La sécheresse a tellement décimé le bétail marocain que le Roi Mohammed VI a appelé la semaine dernière à ne pas faire le sacrifice de Aid Al-Adha, fête religieuse majeure.Cette décision relève du bon sens au vu de l’état catastrophique de l’élevage marocain : depuis 2021, le Maroc a perdu 38% de ses bœufs, moutons et chèvres.
Le nombre d’animaux est donc redescendu à son niveau du début des années 1970 quand la population marocaine était deux fois moins nombreuse.La sécheresse qui dure depuis 2019, avec des déficits pluviométriques entre -20 et -60% selon les années, est la principale coupable de cette catastrophe pour l’agriculture marocaine.
L’élevage, en particulier ovin et caprin, est une source de revenu clé pour les 35% de marocain(e)s qui vivent de l’agriculture familiale. L’élevage est aussi leur forme de sécurité sociale : en cas de difficulté financière, le ménage agricole « décapitalise » / vend un mouton ou une chèvre.Si le cheptel national a toujours fluctué au gré des sécheresses, la situation est aujourd’hui particulièrement critique. L’appel au non-sacrifice lors de l’Aid n’a d’ailleurs été émis qu’à trois autres reprises, en 1963, 1981 et 1996, en contexte de guerre ou de sécheresse.
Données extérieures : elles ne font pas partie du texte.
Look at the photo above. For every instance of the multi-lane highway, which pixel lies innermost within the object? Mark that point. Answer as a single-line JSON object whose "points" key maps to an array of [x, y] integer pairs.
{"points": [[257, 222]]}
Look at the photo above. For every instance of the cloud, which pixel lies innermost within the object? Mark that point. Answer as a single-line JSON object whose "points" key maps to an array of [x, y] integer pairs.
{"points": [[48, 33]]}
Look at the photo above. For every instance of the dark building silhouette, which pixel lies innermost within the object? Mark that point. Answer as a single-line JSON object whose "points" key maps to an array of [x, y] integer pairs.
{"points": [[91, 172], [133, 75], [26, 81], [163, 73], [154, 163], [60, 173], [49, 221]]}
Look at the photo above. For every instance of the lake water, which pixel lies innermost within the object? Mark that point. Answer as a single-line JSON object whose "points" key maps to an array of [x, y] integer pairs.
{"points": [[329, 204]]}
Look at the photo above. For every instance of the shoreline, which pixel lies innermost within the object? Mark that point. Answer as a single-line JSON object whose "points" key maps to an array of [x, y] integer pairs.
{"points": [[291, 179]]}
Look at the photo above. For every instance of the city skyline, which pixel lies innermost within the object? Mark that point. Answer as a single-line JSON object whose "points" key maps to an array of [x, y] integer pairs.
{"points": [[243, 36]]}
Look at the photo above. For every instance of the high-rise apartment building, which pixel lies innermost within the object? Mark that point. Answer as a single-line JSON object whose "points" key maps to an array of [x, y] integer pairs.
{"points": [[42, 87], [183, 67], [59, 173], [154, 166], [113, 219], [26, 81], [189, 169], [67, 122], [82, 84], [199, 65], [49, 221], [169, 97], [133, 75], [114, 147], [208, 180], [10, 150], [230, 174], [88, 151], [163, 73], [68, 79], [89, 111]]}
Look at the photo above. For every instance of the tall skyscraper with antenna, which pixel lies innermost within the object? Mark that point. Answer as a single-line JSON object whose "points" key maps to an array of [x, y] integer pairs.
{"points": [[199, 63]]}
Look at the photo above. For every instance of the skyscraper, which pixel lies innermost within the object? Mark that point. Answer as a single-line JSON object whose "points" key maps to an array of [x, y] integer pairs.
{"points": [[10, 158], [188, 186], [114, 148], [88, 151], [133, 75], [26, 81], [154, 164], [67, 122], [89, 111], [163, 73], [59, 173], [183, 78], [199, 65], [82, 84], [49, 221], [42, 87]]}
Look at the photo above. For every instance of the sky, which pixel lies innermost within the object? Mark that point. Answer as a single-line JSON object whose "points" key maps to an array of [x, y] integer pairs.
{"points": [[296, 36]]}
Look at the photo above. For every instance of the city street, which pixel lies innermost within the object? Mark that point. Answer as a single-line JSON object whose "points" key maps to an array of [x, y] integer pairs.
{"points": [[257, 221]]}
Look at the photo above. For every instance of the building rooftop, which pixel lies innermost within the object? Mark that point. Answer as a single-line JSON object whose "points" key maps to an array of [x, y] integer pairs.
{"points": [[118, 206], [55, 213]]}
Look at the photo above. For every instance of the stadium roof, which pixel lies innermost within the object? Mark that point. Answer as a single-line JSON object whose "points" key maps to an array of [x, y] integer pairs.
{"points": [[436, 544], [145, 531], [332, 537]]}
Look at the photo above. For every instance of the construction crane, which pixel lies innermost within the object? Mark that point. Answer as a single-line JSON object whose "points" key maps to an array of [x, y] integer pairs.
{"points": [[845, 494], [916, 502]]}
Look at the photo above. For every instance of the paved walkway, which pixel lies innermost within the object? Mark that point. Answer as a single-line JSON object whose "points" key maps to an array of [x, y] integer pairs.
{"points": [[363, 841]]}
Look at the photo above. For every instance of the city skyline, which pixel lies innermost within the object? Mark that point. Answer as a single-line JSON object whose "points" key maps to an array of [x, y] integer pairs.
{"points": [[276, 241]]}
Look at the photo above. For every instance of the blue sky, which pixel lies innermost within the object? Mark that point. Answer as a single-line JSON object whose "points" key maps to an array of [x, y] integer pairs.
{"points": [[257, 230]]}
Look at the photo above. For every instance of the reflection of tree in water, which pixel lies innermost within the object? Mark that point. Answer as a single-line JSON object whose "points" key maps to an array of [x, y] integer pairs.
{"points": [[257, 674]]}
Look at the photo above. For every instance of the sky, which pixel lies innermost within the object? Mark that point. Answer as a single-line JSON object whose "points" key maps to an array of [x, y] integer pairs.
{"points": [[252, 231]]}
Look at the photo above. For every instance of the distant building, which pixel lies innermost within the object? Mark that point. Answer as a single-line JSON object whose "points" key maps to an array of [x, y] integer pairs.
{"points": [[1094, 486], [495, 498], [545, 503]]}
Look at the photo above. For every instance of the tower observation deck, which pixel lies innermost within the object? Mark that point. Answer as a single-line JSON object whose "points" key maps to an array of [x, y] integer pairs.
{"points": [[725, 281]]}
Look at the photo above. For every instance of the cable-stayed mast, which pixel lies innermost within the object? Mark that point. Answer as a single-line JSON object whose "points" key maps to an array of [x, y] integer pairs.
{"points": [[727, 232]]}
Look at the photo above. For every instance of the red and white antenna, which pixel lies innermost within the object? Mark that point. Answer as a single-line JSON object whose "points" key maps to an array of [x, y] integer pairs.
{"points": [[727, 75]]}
Pourtant, les politiques agricoles marocaines des vingt dernières années avaient justement pour objectif de rendre l’agriculture marocaine moins vulnérable à la variabilité des pluies caractéristique de notre climat.
Mais c’est bien l’inverse qui s’est produit.
Le levier principal du Plan Maroc Vert (2008-2020) pour diminuer la vulnérabilité de l’agriculture marocaine aux sécheresses était la subvention de l’accès à l’irrigation. Les surfaces irriguées ont alors doublé en 30 ans, essentiellement par l’exploitation des eaux souterraines.
Mais cette irrigation était essentiellement destinée aux cultures d’exportation, dans une logique « d’exporter pour mieux importer ». L’élevage familial et les cultures vivrières qui nourrissent les marocains (blé, orge, fèves) ont reçu très peu de subventions et d’appuis techniques.
Résultat : avec la multiplication de sécheresses, les cultures irriguées comme la tomate ou l’avocat affichent toujours des volumes de production records mais l’élevage et les cultures réellement nourricières se sont écrasées.
Comble de cette précarisation de notre souveraineté alimentaire : le Maroc, qui n’importait jusqu’en 2022 que des quantités marginales de viandes, importe désormais massivement de la viande et des animaux vifs. En janvier 2025 seulement, le Maroc a importé 21 800 bovins et 124 000 ovins.
Alors non la croissance du PIB agricole n’a pas rimé avec l’amélioration de notre souveraineté alimentaire. Et non, le Plan Maroc Vert n’a pas permis d’atténuer l’effet de la sécheresse actuelle sur les agriculteurs et consommateurs marocains, il l’a amplifié.